Enredo: desfile da Beija-Flor ignora 'panetones'
Nada de dinheiro na meia ou panetones. Em sua homenagem aos 50 anos de Brasília, a Beija-Flor de Nilópolis levará para o Carnaval do Rio a história do povo que construiu a capital do País, deixando de lado os casos de corrupção.
"Desde o início nós optamos por não olhar para dentro dos ministérios, mas sim para a história do povo", explica Alexandre Louzada, um dos integrantes da Comissão de Carnaval responsável pelo enredo "Brasília 50 anos". "A corrupção é brasileira, não brasiliense. E o Arruda não é brasiliense", lembra. Arruda nasceu em Minas Gerais.
A referência é feita ao atual governador do Distrito Federal, José Roberto Arruda, envolvido em um suposto esquema de coleta e distribuição de propinas. No auge do escândalo, no ano passado, imagens mostravam Arruda recebendo dinheiro e o então presidente da Câmara Legislativa do Distrito Federal, Leonardo Prudente, colocando pacotes com notas no bolso e nas meias. Em sua defesa, o governador afirmou que o dinheiro foi usado para a compra e distribuição de panetones.
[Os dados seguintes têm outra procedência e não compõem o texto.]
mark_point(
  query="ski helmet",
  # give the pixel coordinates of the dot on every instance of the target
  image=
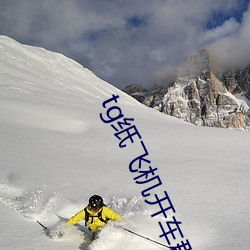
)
(95, 202)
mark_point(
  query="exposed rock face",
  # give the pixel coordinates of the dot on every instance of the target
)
(198, 96)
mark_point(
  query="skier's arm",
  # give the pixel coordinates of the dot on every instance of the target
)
(110, 214)
(77, 217)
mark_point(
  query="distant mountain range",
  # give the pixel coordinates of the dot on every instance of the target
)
(201, 94)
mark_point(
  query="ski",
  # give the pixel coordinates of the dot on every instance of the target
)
(51, 234)
(44, 227)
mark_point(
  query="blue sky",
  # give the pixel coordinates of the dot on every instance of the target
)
(136, 41)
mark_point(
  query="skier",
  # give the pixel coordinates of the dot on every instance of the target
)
(95, 214)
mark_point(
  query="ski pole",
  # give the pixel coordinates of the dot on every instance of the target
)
(146, 238)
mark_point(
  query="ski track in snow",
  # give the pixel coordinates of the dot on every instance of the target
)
(39, 204)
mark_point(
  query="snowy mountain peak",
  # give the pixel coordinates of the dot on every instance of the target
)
(200, 96)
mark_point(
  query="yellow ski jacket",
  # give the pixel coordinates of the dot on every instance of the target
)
(94, 223)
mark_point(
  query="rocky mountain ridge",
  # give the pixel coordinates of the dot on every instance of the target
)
(200, 95)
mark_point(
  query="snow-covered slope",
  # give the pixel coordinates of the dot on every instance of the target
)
(56, 152)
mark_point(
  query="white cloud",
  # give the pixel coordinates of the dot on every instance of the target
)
(97, 32)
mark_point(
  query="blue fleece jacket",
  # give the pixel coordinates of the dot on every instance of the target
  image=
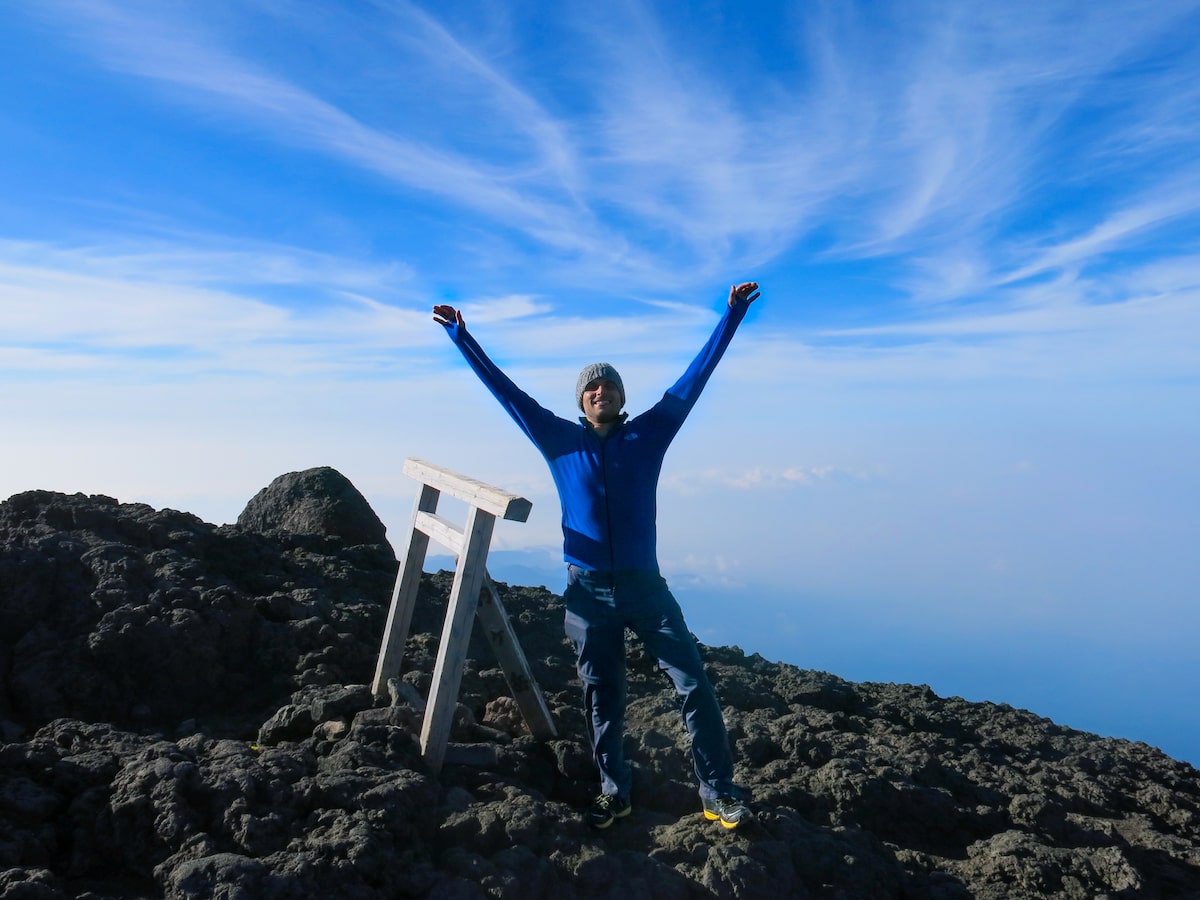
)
(607, 486)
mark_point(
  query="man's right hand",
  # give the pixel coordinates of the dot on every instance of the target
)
(445, 315)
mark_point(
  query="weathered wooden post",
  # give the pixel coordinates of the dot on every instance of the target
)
(469, 545)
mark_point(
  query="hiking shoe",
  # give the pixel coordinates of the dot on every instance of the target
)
(606, 808)
(729, 811)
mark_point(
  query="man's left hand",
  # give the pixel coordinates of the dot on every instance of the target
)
(744, 293)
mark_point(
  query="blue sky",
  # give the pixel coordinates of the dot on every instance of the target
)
(955, 442)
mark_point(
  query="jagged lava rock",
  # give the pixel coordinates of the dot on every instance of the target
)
(321, 502)
(253, 760)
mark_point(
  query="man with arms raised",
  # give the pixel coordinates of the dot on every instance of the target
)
(606, 469)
Apesar de ignorar os casos mais recentes de corrupção, a Beija-Flor não conseguiu fugir da polêmica. No desfile que começa às 2h25 da madrugada de domingo, boa parte dos 3.750 integrantes da escola vai utilizar fantasias bancadas pelo governo do Distrito Federal. Dos R$ 8 milhões que a escola vai gastar no desfile, R$ 3 milhões vieram de patrocínio.
"O enredo é fruto de uma licitação pública que passou por várias etapas. E a Beija-Flor venceu", diz Louzada. "Era desejo do governo que uma das escolas do Rio homenageasse os 50 anos de Brasília. E nós vamos fazer isso."
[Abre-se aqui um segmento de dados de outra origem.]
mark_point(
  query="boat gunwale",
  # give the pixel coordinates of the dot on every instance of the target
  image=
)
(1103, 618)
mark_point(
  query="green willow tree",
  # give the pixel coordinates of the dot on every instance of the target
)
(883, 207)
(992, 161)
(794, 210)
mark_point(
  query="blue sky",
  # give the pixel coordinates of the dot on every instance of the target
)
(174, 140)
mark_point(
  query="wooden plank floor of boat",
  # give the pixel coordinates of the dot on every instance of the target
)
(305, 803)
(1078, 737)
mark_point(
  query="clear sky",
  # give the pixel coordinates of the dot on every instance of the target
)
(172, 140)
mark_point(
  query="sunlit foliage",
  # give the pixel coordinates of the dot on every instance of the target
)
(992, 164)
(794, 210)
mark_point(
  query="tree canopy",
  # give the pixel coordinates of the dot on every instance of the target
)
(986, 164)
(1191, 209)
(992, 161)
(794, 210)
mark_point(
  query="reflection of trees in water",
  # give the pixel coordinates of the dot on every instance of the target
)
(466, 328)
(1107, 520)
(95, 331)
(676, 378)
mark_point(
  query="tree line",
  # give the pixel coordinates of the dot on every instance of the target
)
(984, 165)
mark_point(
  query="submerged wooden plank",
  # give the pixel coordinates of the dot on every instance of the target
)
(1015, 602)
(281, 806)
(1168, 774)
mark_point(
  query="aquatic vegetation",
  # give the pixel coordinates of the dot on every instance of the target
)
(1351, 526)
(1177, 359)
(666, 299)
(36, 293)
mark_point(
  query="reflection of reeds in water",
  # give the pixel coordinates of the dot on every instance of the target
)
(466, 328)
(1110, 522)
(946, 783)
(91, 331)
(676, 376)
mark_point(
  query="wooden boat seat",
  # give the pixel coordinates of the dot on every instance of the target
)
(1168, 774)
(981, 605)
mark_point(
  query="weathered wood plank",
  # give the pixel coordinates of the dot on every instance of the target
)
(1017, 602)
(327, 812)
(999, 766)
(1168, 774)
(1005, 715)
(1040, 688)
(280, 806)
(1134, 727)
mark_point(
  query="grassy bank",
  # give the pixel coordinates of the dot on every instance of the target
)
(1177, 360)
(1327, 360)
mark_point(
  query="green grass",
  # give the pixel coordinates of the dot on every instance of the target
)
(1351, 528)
Na homenagem, a escola vai utilizar oito carros alegóricos, distribuídos entre 44 alas. Na voz do histórico intérprete Neguinho da Beija-Flor, o samba vai contar a história da criação da cidade, com direito a detalhes que muitos brasileiros nem conhecem.
"A Inconfidência Mineira, além da separação de Portugal, tinha como objetivo transferir a capital para o interior do País", explica Louzada. "Dom Bosco, fundador (da ordem) dos salesianos, também já havia tido uma visão em 1883 de que uma cidade seria criada naquele local. E José Bonifácio, no primeiro ano de nossa Independência, já dizia que seria Brasília a nova capital do País."
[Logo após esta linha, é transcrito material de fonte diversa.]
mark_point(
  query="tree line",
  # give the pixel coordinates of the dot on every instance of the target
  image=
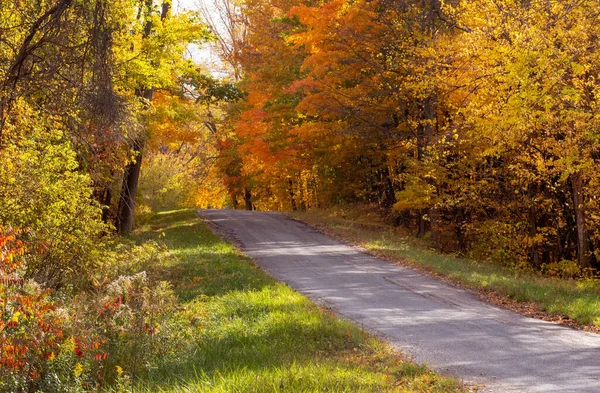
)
(473, 122)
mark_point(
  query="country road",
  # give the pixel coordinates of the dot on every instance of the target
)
(433, 322)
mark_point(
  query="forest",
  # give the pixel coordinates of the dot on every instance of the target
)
(473, 124)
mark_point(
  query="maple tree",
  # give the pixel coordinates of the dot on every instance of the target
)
(472, 121)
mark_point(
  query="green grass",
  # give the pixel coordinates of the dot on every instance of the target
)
(577, 300)
(242, 331)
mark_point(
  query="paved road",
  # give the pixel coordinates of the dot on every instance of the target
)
(433, 322)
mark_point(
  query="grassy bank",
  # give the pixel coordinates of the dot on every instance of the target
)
(241, 331)
(566, 301)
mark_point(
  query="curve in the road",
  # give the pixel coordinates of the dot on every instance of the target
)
(433, 322)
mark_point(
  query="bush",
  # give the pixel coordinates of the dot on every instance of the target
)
(53, 342)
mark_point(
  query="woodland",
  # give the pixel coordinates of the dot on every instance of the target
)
(474, 124)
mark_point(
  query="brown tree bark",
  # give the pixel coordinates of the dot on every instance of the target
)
(248, 198)
(131, 174)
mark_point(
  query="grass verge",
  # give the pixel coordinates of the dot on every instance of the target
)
(574, 303)
(241, 331)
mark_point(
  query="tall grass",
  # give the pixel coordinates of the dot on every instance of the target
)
(577, 300)
(241, 331)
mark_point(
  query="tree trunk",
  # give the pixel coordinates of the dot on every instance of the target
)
(248, 198)
(434, 220)
(292, 196)
(421, 223)
(583, 248)
(131, 177)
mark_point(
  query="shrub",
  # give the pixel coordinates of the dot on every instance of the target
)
(42, 192)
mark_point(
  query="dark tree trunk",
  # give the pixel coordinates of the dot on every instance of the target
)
(421, 223)
(292, 196)
(387, 195)
(583, 247)
(248, 198)
(106, 199)
(434, 220)
(534, 255)
(131, 177)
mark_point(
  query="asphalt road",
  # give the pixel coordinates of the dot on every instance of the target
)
(433, 322)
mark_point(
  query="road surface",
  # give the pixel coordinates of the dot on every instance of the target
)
(433, 322)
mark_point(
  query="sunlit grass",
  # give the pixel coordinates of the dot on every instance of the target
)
(242, 331)
(578, 300)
Além do resgate histórico, a Beija-Flor fará uma homenagem em azul e branco aos homens que construíram a cidade. Entre eles estão o arquiteto Oscar Niemeyer, o presidente Juscelino Kubitschek e os trabalhadores de diferentes regiões do País que foram para o Planalto Central erguer a nova cidade. Pelo menos no carnaval, a corrupção ficará de fora.
Confira a letra do samba-enredo da Beija-flor:
"Dádivas o criador concedeu
Faz brotar num sonho divinal
O mais precioso cristal
Lágrimas, fascinante foi a ira de Tupã
Diz a lenda que o mito Goyás nasceu
O brilho em Jacy vem do olhar
pra sempre refletido em suas águas
A força que fluiu deste amor é Paranoá... Paranoá
Oh! Deus Sol em sua devoção
Ergueu-se no Egito fonte de inspiração
Pássaro sagrado voa no infinito azul
Abre as asas bordando o cerrado de Norte a Sul
Ah, terra tão rica é o sertão
Rasga o coração da mata desbravador!
Finca a bandeira nesse chão
pra desabrochar a linda flor
No coração do Brasil,
O afã de quem viu um novo amanhã
Revolta, insurreições, coroas e brasões
Batismo, num clamor de liberdade!
Segue a missão a caravana em jornada
Enfim, a natureza em sua essência revelada
Firmando o desejo de realizar
A flor desabrochou nas mãos de JK
A miscigenação se fez raiz
Com sangue e suor deste País
Vem ver...
A arte do mestre num traço um poema
Nossa capital vem ver...
Legião de artistas, caldeirão cultural!
Orgulho, patrimônio mundial
Sou candango, calango e Beija-Flor
Traçando o destino ainda criança
A luz da Alvorada anuncia!
Brasília, capital da esperança"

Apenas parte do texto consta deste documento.